Troilus & Cressida
by Shakespeare
Characters

General Note:  In contrast with the Iliad, Troilus and Cressida has as protagonistic the Trojans, not the Greeks.  This is not to say that the Greeks are the “bad guys;” the play steers fully clear of such black & white designations.

Troilus— Priam’s son, said to rival Hector in battlefield ability.  Falls in love with Cressida who is then shipped off to the Greeks in exchange for Antenor, a prisoner of War.  There is no record of Troilus prior to Chaucer’s Troilus and Criseyde.

Cressida— daughter of Calchas the turncoat prelate.  Her beauty is compared, throughout the play, to Helen’s, and she proves as wanton in taking up readily with Diomedes after her exile to the Achaean camp. There is no record of Cressida prior to Chaucer’s Troilus and Criseyde.

Pandarus— Cressida’s uncle who acts as a broker / bawd,  enabling the affair between the titular characters.  Again, there is no actual record of Pandarus in Homeric, or any legend prior to the Middle Ages.

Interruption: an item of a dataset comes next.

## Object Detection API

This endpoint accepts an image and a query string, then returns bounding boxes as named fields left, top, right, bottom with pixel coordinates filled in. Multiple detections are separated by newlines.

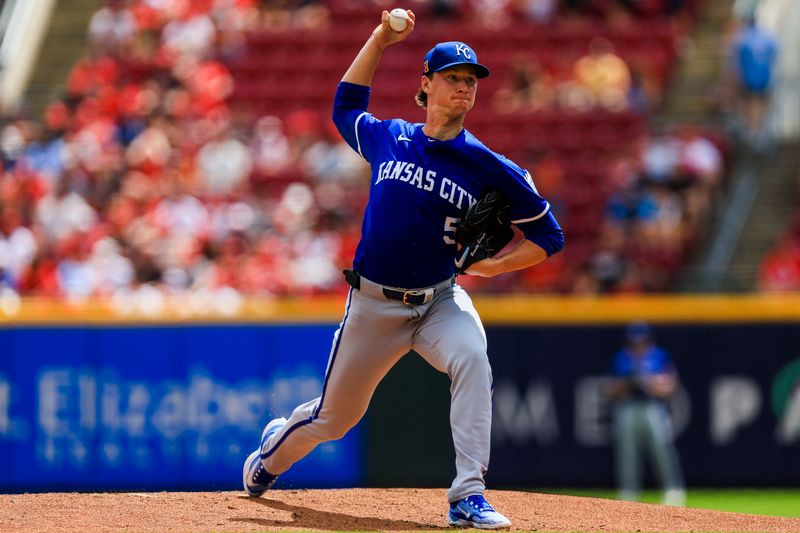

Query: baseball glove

Hector— the most famous Trojan warrior serves as a mythic figure and a level head; in a play laregly concerned with love and honor, Hector’s portrait is the most flattering.  He does, of course, get brutally murdered by Achilles after killing Patroclus.  Interesting about Hector in T & C is his occasional reluctance to do battle, as all the other figures are entirely hawkish or occupied with amorous concerns.

Achilles— Shakespeare’s Achilles is fairly petty, characterized as a spoiled paragon of bullheadedness yet maintaining a degree of valor.  Less idealized, but otherwise mostly the same character from Homer.

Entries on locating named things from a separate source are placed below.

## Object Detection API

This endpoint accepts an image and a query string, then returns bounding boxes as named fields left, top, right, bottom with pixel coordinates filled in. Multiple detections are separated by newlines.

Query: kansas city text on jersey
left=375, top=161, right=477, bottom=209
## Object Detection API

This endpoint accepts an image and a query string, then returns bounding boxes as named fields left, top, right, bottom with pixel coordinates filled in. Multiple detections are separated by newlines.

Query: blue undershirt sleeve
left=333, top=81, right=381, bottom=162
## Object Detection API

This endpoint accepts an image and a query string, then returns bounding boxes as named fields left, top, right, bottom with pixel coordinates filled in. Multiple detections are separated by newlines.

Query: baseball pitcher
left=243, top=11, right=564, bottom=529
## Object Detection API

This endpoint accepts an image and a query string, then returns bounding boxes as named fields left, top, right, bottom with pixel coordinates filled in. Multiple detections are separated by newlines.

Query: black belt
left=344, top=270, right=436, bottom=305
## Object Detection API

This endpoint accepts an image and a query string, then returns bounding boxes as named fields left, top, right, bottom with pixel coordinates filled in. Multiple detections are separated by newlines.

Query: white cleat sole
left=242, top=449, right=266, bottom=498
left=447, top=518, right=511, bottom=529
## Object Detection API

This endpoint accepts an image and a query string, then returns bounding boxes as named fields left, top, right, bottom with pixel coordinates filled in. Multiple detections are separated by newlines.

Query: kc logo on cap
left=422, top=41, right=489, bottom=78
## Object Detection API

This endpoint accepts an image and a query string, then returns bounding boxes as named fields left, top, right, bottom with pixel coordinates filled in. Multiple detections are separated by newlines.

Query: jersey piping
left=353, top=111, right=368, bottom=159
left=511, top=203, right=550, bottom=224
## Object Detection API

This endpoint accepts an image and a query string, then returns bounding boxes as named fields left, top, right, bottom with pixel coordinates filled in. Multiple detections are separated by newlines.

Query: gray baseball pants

Agamemnon— the Greek leader’s faults are not as visible in T  & C  as in most texts involving him.  With Nestor, Menelaus, and Ulysses, he provides the voice of the Greeks in politcal and strategic manuevering.

Ulysses— the Ithacan wanderer is displayed here in “statesman” mode, given to persuasive—if flowery—speech.  He emerges as the cleverest of the characters, unsurprisingly; for a surprise, though, he takes Troilus to spy on Diomedes’ wooing of Cressida.

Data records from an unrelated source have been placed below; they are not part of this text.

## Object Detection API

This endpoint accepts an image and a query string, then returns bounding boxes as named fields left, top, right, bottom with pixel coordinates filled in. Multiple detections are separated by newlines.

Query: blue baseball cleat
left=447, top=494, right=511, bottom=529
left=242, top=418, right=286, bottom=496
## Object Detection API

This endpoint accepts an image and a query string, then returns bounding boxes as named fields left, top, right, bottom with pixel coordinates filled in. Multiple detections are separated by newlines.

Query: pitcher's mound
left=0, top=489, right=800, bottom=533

Cassandra— only appearing in two scenes, she raves prophetically at her fathers and brothers.  This is the familiar Cassandra of the Iliad, serving as doomed seer.  Her only connections seem to be with the rest of the Trojan royals.

Priam— the king of Troy is painted as weary of the war, but resolved to see the conclusion.  Priam in this play is not much of a father, really, except in his taking pride in his children…male children anyway.

Ajax— Ajax is big, dumb, and proud.  He yields his reticence much more easily than Achilles does, and is rather easily manipulated by Ulysses’ machinations.

Thersites— he’s cunning, he devilish (even purporting to be in league with Satan himself), and he’s remarkably foul-mouthed.  But in the end, Thersites is a Fool, a cowardly servant who comments constantly and unrestrainedly on the war around him.  Also, he has a bit of a voyeuristic streak, tagging along after everyone in Act Five…especially wounded Troilus.

Aeneas— the power structure of Troy is revealed through Aeneas, who is treated with respect as a general but must still be subservient to the House of Priam.  Like Ulysses, he does not, as a character, give much indication of his further adventures.